Label owner Berry Gordy patterned Motown on automobile production lines, with sessions occurring on a round-the-clock schedule. The company’s early recordings were often completed in one or two takes. Even as Motown songs rose to the top of the charts, Messina and his colleagues went uncredited on the early albums and initially received no royalties for their contributions.

Typically, Motown producers matched Messina with fellow guitarists Robert White and Eddie Willis.

Messina was known for his almost subliminal backbeat rhythms, chord accents that followed the snare drum and tambourine on the second and fourth beats of a bar. At times, all three guitarists played the accents in unison.

On some songs, including 1967′s “Your Precious Love” by Gaye and Tammi Terrell, Messina doubled Jamerson’s bass line. On the Supremes’ 1970 hit “Someday We’ll Be Together,” Messina’s insistent guitar riff can be heard beneath orchestral strings, adding heightened tension to Diana Ross’s vocals.

Although most jazz players played hollow-body guitars, Messina favored a solid-bodied Fender Telecaster with heavy-gauge flat-wound strings for brighter tonality, particularly on the higher notes. He said he emulated saxophonists more than other guitarists.

“I liked the sound” of the Telecaster, he once said. “All the jazz players were playing this thick, ‘muddy ink sound’ with a lot of bass.”

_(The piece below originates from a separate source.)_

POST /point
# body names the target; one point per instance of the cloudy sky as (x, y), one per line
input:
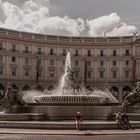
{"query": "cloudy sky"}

Messina’s experience as a jazz musician made him adept at sight-reading and transposing key signatures, but many of the Motown arrangements were created on the spot by the Funk Brothers.

“They came in with a chord sheet,” Messina told the Musician Hall of Fame, recalling a session with the songwriting and production team of Lamont Dozier and brothers Brian and Eddie Holland. “It might have had three, possibly four chords at the most, and they would say, ‘Run this down.’ So as we’re running it down, we sort of feel what we think would fit. As we were doing that, they would keep it. So we arranged it for them – didn’t know we were doing it!”

Joseph Lucian Messina was born Dec. 13, 1928, in Detroit. His father, an autoworker, played guitar as a hobby and bought his son a guitar when he was 13.

Messina studied at Cass Tech, a high school known for its music program, before dropping out to work as a guitarist in Detroit’s jazz clubs. He led his own groups and performed with numerous visiting musicians. He joined the staff of WXYZ, a local ABC television affiliate, and played in the band on comedian Soupy Sales’s nightly TV show, backing up major jazz stars including Charlie Parker, Miles Davis and John Coltrane.

After seeing Messina perform at a jazz club, Gordy asked whether he would record for his Motown label. Messina was one of the few White musicians in the Funk Brothers, whose lineup often changed.

When Motown moved its operations to Los Angeles in 1972, Messina stayed in Detroit. He stopped performing and opened a carwash and jewelry business before returning to music 30 years later. He continued to lead jazz jam sessions at his home until shortly before his death.

The Funk Brothers were all but unknown to record buyers but emerged from anonymity in director Paul Justman’s 2002 documentary film, “Standing in the Shadows of Motown.”

The film, built around a reunion concert in Detroit, profiled 13 of the Motown session players, several of whom had already died. Eight members of the group, including Messina, went on tour for two years.

The Funk Brothers received two Grammys in 2003 for the film soundtrack and their remake of Gaye’s “What’s Going On” with singer Chaka Khan. They received a Grammy for lifetime achievement in 2004 and were inducted into the Musicians Hall of Fame and Museum in 2007. With Messina’s death, percussionist Jack Ashford is the last living member of the original 13 musicians.

Messina’s wife, Josie, died in 2009. Survivors include two children; four grandchildren; and five great-grandchildren.

Messina, who considered himself a jazz man, often told people that he regarded his work with Gordy as little more than a job.

“When we got to Europe, people knew more about us and our songs than I did,” he once said. “Of course, I never knew much about our songs anyway because I recorded them, and when I left the studio, I didn’t have a chance to play them again. … When we had rehearsals, they’d say we’re going to do such-and-such a song, and I would ask them, ‘How does it go?’ because I had no idea.”